Within the scope of this article, the concept of LSTMs is going to be dwelt upon. The acronym stands for “long short-term memory (LSTM) units”. It is considered to be a more general and useful version of GRU, which stands for Gated Recurrent Unit in neural networks, allowing them to learn quicker and acquire new pieces of information easier than it has been possible several years ago. Thanks to the constant development of such solutions and LSTM network or GRU, it is possible to utilize neural networks in a variety of modern and state-of-the-art applications, some of which are speech recognition, machine translation, and possibly the most interesting of them all, namely – natural speech understanding, which as can be easily concluded, is an exceptionally demanding task requiring a breathtaking processing power and properly adjusted algorithms.

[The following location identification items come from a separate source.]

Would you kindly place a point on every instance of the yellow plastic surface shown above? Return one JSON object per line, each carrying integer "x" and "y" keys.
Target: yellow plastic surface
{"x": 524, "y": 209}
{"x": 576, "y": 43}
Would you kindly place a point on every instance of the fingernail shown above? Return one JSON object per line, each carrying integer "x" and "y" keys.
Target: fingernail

Let us now go back to LSTM (memory). It takes us a step closer to truly sentient neural networks that work similarly to human brain. It has to be pointed here that we learn through experience, meaning that we draw certain conclusions from events and phenomena we experienced in the past. “Memory” in LSTM is capable of performing a similar feat, for it can remember previous pieces of information and expand its neural database. Thanks to that, the so-called long-term dependencies are created. LSTM is also taken advantage of to make neural networks much more reliable and generate less errors, especially due to the fact that it can utilize gates in order to control the entirety of the so-called memorizing process.
Long Short-Term Memory
LSTM (memory) is considered by scientist and programmers to be the go-to solution when it comes to allowing RNNs (Recurrent Neural Networks) to learn and develop basing on long-term dependencies. It has been proved to outperform and overshadow other methods utilized to date, as well as currently has no competitors when it comes to both performance and reliability. Interestingly enough, the “memory” in LSTM may be programmed in such a way to keep specific values of set parameters for either a long or a short period of time, depending on the application. As it can be easily guessed, when it comes to speech understanding, the latter method is more desirable, for it allows to quickly decode the input message and provide a given value, whereas while taking into account such applications as machine translation, the LSTM network should take advantage of a vast database of values stored for a long period of time in order to ensure the highest reliability of provided translation and the lowest number of errors possible.
With time, the long short-term memory has become so powerful, that it is currently utilized for a myriad of applications that are far more complex than a simple process of taking advantage of loops allowing the network to utilize provided information to perform a given task (typically: to provide the user with a desired value of a highly specific parameter). Thanks to the development of technology, software, and available programming tools, LSTM can be used to recognize human actions, to properly understand messages presented via sign language, as well as to recognize, identify, and classify handwriting. Some labs and institutes also adjust LSTM (memory) algorithms to help them deal with protein homology detection and predicting their location in subcellular networks. It is believed and highly anticipated that further improvements in the capabilities and functioning of LSTM will help professionals in many fields of science and industry work more efficiently and achieve more homogenous results of their undertakings.
Recurrent Neural Networks
As of now, it is clear that the LSTM network is the most advanced set of units that can be utilized to manage and optimize the performance of Recurrent Neural Networks. It is difficult to state whether or not it will be replaced by a more polished and powerful tool in a foreseeable future, because no better solution has been invented and implemented as of currently. That is why it is also the most popular one amongst scientists and programmers, quickly overshadowing GRU and concepts alike. It is, however, surprising to what an extent a simple idea proposed by German scientists in 1997 has been developed, improved, and how many errors and faults in operation have been removed in order to ensure its accurate and reliable performance. One thing can be said for sure, the enhancement of the LSTM (memory) technology will be exceptionally interesting to observe and keep track of.